44. İhlalin ve sonuçlarının ortadan kaldırılması için yapılması
gerekenlere hükmedilmeden önce ihlalin kaynağının belirlenmesi gerekir. Buna
göre ihlal; idari eylem ve işlemler, yargısal işlemler veya yasama
işlemlerinden kaynaklanabilir. İhlalin kaynağının belirlenmesi uygun giderim
yolunun belirlenebilmesi bakımından önem taşımaktadır (Mehmet Doğan, § 57).

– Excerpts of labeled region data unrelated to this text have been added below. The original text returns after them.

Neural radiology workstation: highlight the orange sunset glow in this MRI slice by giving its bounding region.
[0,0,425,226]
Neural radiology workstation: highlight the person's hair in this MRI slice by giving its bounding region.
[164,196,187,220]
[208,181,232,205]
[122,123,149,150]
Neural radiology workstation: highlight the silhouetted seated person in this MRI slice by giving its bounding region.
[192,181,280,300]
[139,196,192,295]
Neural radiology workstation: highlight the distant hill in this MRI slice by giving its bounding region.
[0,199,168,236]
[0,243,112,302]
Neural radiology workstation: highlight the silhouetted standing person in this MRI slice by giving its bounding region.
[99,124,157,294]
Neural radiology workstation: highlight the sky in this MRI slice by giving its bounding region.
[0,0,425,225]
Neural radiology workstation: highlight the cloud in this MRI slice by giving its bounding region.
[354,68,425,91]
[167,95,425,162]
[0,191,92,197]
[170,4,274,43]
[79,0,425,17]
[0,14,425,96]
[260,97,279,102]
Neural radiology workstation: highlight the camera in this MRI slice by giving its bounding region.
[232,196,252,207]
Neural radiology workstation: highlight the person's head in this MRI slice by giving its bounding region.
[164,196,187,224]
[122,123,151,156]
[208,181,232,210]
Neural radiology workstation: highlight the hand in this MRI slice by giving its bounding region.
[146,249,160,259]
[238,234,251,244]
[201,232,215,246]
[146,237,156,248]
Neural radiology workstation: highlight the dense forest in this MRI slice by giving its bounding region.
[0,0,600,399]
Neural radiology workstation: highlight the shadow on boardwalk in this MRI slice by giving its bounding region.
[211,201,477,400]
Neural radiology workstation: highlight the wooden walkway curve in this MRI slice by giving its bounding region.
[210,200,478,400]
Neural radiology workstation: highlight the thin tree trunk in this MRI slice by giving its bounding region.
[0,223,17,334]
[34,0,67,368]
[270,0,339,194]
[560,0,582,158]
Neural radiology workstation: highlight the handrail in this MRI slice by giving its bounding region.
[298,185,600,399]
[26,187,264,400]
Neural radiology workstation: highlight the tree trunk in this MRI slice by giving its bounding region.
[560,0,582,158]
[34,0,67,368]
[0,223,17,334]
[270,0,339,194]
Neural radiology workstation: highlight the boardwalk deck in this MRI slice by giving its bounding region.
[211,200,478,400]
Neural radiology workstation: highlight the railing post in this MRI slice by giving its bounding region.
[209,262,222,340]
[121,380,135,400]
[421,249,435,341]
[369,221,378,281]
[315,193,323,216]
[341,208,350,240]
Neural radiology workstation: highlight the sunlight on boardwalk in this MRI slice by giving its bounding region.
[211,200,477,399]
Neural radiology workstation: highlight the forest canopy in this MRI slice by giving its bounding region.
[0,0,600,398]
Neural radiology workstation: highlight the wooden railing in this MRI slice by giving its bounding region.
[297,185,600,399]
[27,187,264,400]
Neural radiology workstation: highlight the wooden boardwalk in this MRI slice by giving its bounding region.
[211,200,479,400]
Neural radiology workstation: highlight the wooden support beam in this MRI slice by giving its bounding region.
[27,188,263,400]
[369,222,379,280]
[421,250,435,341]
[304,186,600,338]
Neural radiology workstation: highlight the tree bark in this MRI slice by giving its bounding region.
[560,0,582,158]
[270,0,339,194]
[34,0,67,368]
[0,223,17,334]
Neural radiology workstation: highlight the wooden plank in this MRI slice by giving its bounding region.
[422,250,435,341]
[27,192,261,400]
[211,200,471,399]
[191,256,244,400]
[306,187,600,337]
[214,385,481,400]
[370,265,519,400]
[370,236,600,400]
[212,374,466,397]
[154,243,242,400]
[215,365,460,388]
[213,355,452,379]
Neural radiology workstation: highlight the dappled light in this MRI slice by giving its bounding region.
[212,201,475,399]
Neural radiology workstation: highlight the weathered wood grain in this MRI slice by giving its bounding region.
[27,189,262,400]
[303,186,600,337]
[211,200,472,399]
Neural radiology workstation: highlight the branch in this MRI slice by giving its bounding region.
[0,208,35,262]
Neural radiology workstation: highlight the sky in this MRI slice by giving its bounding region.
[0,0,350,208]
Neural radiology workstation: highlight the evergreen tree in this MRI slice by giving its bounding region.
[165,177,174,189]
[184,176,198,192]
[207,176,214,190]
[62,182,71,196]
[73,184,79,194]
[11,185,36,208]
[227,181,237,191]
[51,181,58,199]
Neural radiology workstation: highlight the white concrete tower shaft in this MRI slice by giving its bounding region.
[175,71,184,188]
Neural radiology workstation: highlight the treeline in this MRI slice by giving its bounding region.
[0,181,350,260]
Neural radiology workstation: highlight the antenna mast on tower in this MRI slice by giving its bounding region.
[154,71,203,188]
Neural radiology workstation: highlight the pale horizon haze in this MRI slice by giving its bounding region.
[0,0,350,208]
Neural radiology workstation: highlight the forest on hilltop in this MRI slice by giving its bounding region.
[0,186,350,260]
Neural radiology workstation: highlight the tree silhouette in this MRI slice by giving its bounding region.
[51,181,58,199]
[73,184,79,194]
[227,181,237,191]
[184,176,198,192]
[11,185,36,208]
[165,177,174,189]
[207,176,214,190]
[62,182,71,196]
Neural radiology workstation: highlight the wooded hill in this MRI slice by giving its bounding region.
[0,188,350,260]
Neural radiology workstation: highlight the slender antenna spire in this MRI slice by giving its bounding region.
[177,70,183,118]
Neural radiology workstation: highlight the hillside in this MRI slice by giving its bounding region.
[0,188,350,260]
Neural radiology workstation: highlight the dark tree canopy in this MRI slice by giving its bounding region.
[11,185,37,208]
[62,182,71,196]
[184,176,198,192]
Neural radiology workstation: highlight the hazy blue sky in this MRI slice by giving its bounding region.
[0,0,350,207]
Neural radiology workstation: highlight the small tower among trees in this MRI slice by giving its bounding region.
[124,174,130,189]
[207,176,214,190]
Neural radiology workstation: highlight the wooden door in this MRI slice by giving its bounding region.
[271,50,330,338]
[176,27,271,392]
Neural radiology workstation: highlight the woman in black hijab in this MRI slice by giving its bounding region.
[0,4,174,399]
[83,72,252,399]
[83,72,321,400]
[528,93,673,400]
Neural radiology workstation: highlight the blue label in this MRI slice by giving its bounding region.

45. Başvurucu mülkiyet hakkının ihlalinin sonuçlarının
giderilmesi bağlamında 32.500 TL maddi tazminat talebinde bulunmuştur.

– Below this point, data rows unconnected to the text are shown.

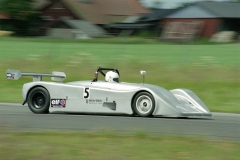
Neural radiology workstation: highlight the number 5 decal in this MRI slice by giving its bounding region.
[83,88,90,99]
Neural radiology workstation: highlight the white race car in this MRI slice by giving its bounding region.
[6,67,212,117]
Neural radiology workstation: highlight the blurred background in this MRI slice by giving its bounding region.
[0,0,240,159]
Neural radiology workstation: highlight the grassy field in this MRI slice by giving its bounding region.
[0,130,240,160]
[0,38,240,113]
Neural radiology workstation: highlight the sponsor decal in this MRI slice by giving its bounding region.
[51,99,66,108]
[7,73,14,79]
[86,99,103,104]
[83,88,90,99]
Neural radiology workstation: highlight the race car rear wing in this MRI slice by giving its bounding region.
[6,69,66,82]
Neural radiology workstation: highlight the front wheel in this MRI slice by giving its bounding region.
[132,92,155,117]
[27,87,50,114]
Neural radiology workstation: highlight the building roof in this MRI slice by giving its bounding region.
[197,2,240,18]
[56,0,150,24]
[165,2,240,18]
[56,19,106,37]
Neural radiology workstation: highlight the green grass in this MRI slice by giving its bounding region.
[0,130,240,160]
[0,38,240,113]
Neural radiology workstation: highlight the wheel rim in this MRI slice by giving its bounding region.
[32,92,46,109]
[136,95,153,114]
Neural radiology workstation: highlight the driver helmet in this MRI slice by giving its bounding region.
[105,71,119,82]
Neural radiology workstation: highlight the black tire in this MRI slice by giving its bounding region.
[132,92,155,117]
[27,87,50,114]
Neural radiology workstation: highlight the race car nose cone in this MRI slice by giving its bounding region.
[143,102,147,107]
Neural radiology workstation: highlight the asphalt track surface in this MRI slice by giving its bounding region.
[0,103,240,142]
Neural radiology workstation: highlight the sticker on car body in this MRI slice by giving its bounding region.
[7,73,14,79]
[83,87,90,99]
[51,99,66,108]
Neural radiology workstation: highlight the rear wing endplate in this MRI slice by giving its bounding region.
[6,69,66,82]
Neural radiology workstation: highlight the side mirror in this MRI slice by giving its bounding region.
[140,71,147,85]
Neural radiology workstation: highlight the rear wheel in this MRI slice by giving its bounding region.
[132,92,155,117]
[27,87,50,114]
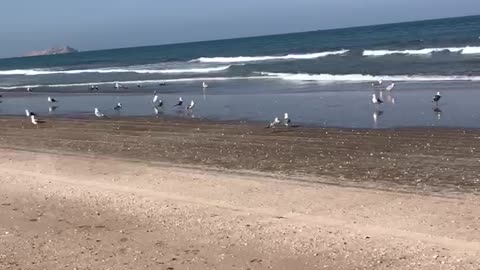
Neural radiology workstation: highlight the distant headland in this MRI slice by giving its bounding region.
[23,46,78,57]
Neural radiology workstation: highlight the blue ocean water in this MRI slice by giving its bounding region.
[0,16,480,90]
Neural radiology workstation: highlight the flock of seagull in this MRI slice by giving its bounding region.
[24,82,204,125]
[15,80,442,128]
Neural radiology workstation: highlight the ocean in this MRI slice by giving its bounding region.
[0,16,480,127]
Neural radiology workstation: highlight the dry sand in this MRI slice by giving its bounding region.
[0,118,480,269]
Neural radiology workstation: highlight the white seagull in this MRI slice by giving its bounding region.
[113,102,122,111]
[155,99,163,108]
[30,115,38,125]
[372,80,383,86]
[173,97,183,107]
[47,97,58,103]
[432,92,442,103]
[283,113,292,127]
[152,91,158,103]
[187,100,195,110]
[25,109,36,117]
[385,83,395,91]
[267,117,280,128]
[372,94,383,104]
[94,108,105,118]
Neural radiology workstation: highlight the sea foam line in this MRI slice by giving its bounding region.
[190,50,349,63]
[0,65,231,76]
[260,72,480,82]
[363,46,480,56]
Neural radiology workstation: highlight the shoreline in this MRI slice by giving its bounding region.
[0,117,480,270]
[0,149,480,270]
[0,117,480,194]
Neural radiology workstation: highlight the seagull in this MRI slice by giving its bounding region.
[173,97,183,107]
[94,108,105,118]
[372,80,383,86]
[372,94,383,104]
[385,83,395,91]
[25,109,36,117]
[30,115,38,125]
[47,97,58,103]
[432,92,442,103]
[155,99,163,107]
[187,100,195,110]
[267,117,280,128]
[283,113,292,127]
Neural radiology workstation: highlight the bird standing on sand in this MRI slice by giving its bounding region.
[25,109,36,117]
[432,92,442,103]
[283,113,292,127]
[94,108,105,118]
[173,97,183,107]
[30,115,38,125]
[372,94,383,104]
[113,102,122,111]
[372,80,383,87]
[152,91,158,103]
[385,82,395,91]
[187,100,195,111]
[47,97,58,103]
[267,117,280,128]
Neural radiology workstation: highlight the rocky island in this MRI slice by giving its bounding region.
[24,46,78,56]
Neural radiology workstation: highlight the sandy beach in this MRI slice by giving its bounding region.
[0,117,480,269]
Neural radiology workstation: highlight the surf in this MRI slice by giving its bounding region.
[259,72,480,83]
[362,46,480,56]
[190,50,349,63]
[0,65,231,76]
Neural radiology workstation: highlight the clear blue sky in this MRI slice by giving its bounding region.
[0,0,480,57]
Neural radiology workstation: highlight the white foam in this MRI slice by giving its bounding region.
[363,46,480,56]
[190,50,349,63]
[0,66,231,76]
[260,72,480,82]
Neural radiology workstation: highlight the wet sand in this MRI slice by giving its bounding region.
[0,117,480,269]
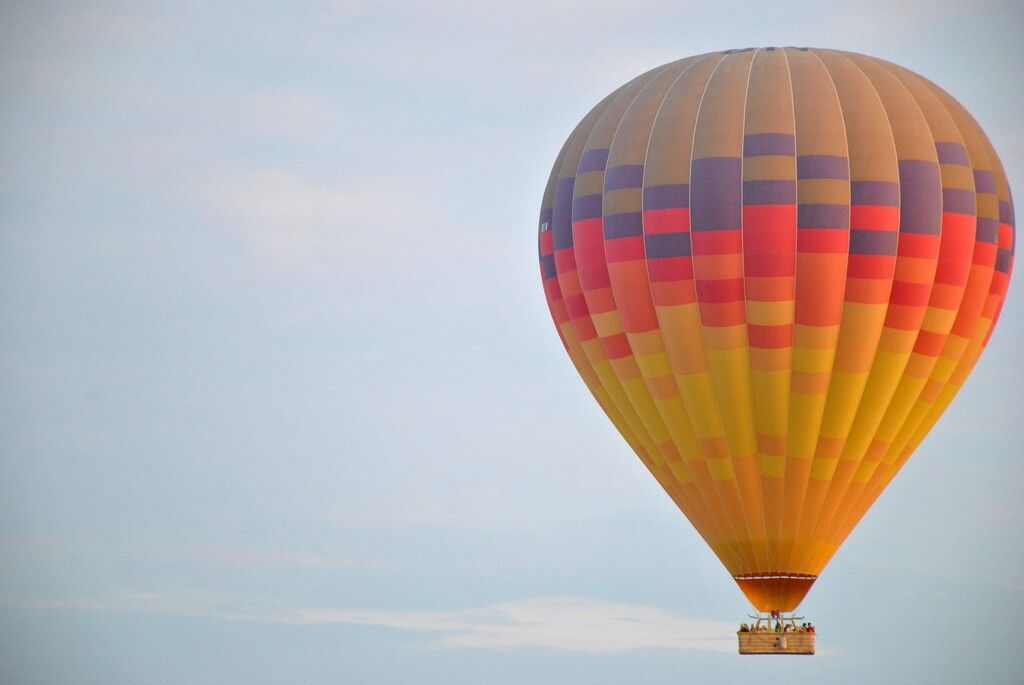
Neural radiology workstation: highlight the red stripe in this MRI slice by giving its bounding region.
[690,229,743,256]
[572,219,611,290]
[896,232,939,259]
[604,236,644,263]
[847,255,896,280]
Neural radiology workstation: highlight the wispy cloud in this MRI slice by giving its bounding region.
[0,592,735,652]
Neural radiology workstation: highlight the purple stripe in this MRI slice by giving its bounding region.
[999,200,1017,226]
[604,164,643,190]
[942,188,978,215]
[743,180,797,205]
[643,183,690,209]
[974,169,995,192]
[797,155,850,179]
[850,228,899,256]
[551,176,575,250]
[935,140,971,167]
[995,248,1013,273]
[974,216,999,245]
[743,133,797,157]
[604,212,643,241]
[572,192,601,221]
[577,147,608,174]
[690,157,743,230]
[899,160,942,236]
[541,255,558,279]
[797,205,850,228]
[643,231,690,259]
[850,181,899,207]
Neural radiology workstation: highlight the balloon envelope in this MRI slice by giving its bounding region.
[539,48,1014,611]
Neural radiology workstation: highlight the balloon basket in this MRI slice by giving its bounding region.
[736,613,815,654]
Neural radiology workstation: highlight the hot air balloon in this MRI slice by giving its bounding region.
[539,47,1014,651]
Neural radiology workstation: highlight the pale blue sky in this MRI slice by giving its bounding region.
[0,1,1024,684]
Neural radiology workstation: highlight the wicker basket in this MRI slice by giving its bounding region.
[736,632,814,654]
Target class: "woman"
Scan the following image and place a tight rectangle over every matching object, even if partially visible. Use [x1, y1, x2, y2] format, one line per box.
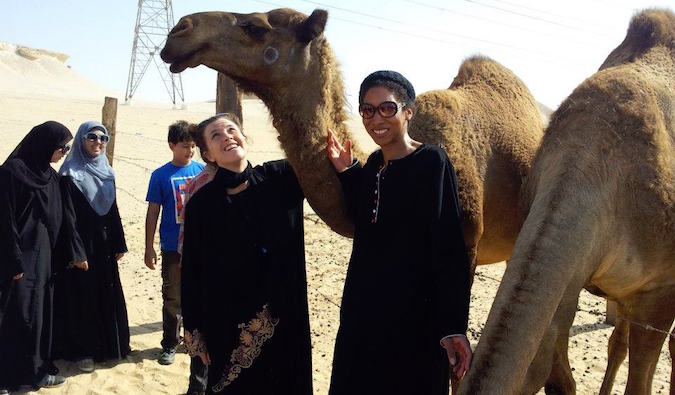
[0, 121, 86, 389]
[181, 114, 312, 395]
[328, 71, 471, 395]
[55, 121, 130, 372]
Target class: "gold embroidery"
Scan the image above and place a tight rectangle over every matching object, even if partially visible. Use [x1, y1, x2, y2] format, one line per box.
[212, 304, 279, 392]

46. Başvuruda, mülkiyet hakkının ihlal edildiğine karar
verilmiştir. Somut olayda mülkiyet hakkının ihlaline yol açan tazminat
alacağının değer kaybının idare tarafından geç ödenmesi ve yargılamanın uzun
sürmesinden kaynaklandığı anlaşılmaktadır. Başvurucunun bu sebeple uğradığı
maddi zararın ise 831,71 TL olduğu tespit edilmiş olup bu zararın ödenmesiyle
ihlalin sonuçları giderilmiş olacaktır. Dolayısıyla başvurucunun mülkiyet
hakkının ihlalinin sonuçlarının giderilmesi bakımından geç ödenen tazminat
alacağı yönünden uğradığı maddi değer kaybının telafi edilebilmesi için başvurucuya
831,71 TL tutarında net maddi tazminat ödenmesine karar verilmesi
gerekmektedir.
47. Dosyadaki belgelerden tespit edilen 226,90 TL harç ve 2.475
TL vekâlet ücretinden oluşan toplam 2.701,90 TL yargılama giderinin başvurucuya
ödenmesine karar verilmesi gerekir.
VI. HÜKÜM
Açıklanan gerekçelerle;
A. 1. Makul sürede yargılanma hakkının ihlal edildiğine ilişkin
iddianın başvuru yollarının tüketilmemesi nedeniyle KABUL EDİLEMEZ OLDUĞUNA,
2. Mülkiyet hakkının ihlal edildiğine ilişkin iddianın KABUL
EDİLEBİLİR OLDUĞUNA,
B. Anayasa'nın 35. maddesinde güvence altına alınan mülkiyet
hakkının İHLAL EDİLDİĞİNE,
C. Başvurucuya net 831,71 TL maddi tazminat ÖDENMESİNE, fazlaya
ilişkin talebinin REDDİNE,
D. 226,90 TL harç ve 2,475 TL vekâlet ücretinden oluşan toplam
2.701,90 TL yargılama giderinin BAŞVURUCUYA ÖDENMESİNE,
E. Ödemelerin, kararın tebliğini takiben başvurucunun Hazine ve
Maliye Bakanlığına başvuru tarihinden itibaren dört ay içinde yapılmasına,
ödemede gecikme olması hâlinde bu sürenin sona erdiği tarihten ödeme tarihine
kadar geçen süre için yasal FAİZ UYGULANMASINA,
F. Kararın bir örneğinin bilgi için Hatay İdare Mahkemesine
(E.2006/19, K.2009/1549) GÖNDERİLMESİNE,
G. Kararın bir örneğinin Adalet Bakanlığına GÖNDERİLMESİNE
26/9/2019 tarihinde OYBİRLİĞİYLE karar verildi.